HC Deb 24 November 1893 vol 18 cc1704-5
SIR G. CHESNEY (Oxford)

I beg to ask the First Lord of the Treasury whether, with reference to the assurance given by him that neither the House nor the country need entertain, in the existing circumstances, the smallest apprehension as to the maintenance of the distinct naval supremacy of Great Britain, and having regard to the time which must necessarily intervene between the laying down a plan of shipbuilding operations and carrying it out, his assurance may be understood to apply to the immediate future as well as to the present, in view of the rate of progress of building ships of war now obtaining in this and other countries?
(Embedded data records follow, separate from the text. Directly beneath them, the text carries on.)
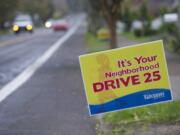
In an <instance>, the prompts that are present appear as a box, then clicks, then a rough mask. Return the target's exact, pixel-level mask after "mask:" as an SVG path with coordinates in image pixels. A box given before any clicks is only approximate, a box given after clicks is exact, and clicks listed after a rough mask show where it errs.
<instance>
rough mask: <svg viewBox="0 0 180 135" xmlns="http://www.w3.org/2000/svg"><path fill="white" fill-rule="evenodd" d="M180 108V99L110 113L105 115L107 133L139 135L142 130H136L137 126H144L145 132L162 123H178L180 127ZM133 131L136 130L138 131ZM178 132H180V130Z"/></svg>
mask: <svg viewBox="0 0 180 135" xmlns="http://www.w3.org/2000/svg"><path fill="white" fill-rule="evenodd" d="M179 110H180V101H173V102H168V103H162V104H155V105H151V106H146V107H140V108H134V109H129V110H123V111H118V112H113V113H108V114H106V115H105V116H104V117H103V121H104V122H105V127H106V128H107V129H109V130H108V131H109V132H108V133H106V134H108V135H120V134H121V135H128V134H135V135H136V134H137V135H138V134H140V133H139V132H140V131H136V130H134V129H135V128H136V127H137V126H138V129H141V128H142V129H143V130H144V132H145V131H146V132H147V131H148V128H151V126H155V127H154V128H156V126H157V125H159V127H160V125H164V126H168V125H174V126H175V125H176V126H177V125H178V126H179V127H180V112H179ZM132 131H136V133H133V132H132ZM141 132H142V131H141ZM178 132H179V133H180V130H179V131H178ZM174 134H175V133H174Z"/></svg>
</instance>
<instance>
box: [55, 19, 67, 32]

THE FIRST LORD OF THE TREASURY (Mr. W. E. GLADSTONE,) Edinburgh, Midlothian

The question of the hon. and gallant Gentleman is evidently, I think, founded upon certain assumptions as to the necessary interval between the adoption and the execution of any plan of shipbuilding. I understand from the Admiralty that arrangements for the reduction of that time as far as possible have been engaging the attention of the Admiralty. Therefore, when the Navy Estimates are explained to the House, it will be found that further shipbuilding will be begun at an early date, and, together with this, fresh provision for avoiding delays in pushing to completion the work which has already been ordered. These facts enable me to assert to the House that when I spoke of maintaining—I said the naval supremacy, but I conveyed what I think is the idea chiefly intended in another phrase perhaps more appropriate—the relative naval strength of this country, I referred to the future, without any exception or distinction between immediate and remote, as well as to the present time.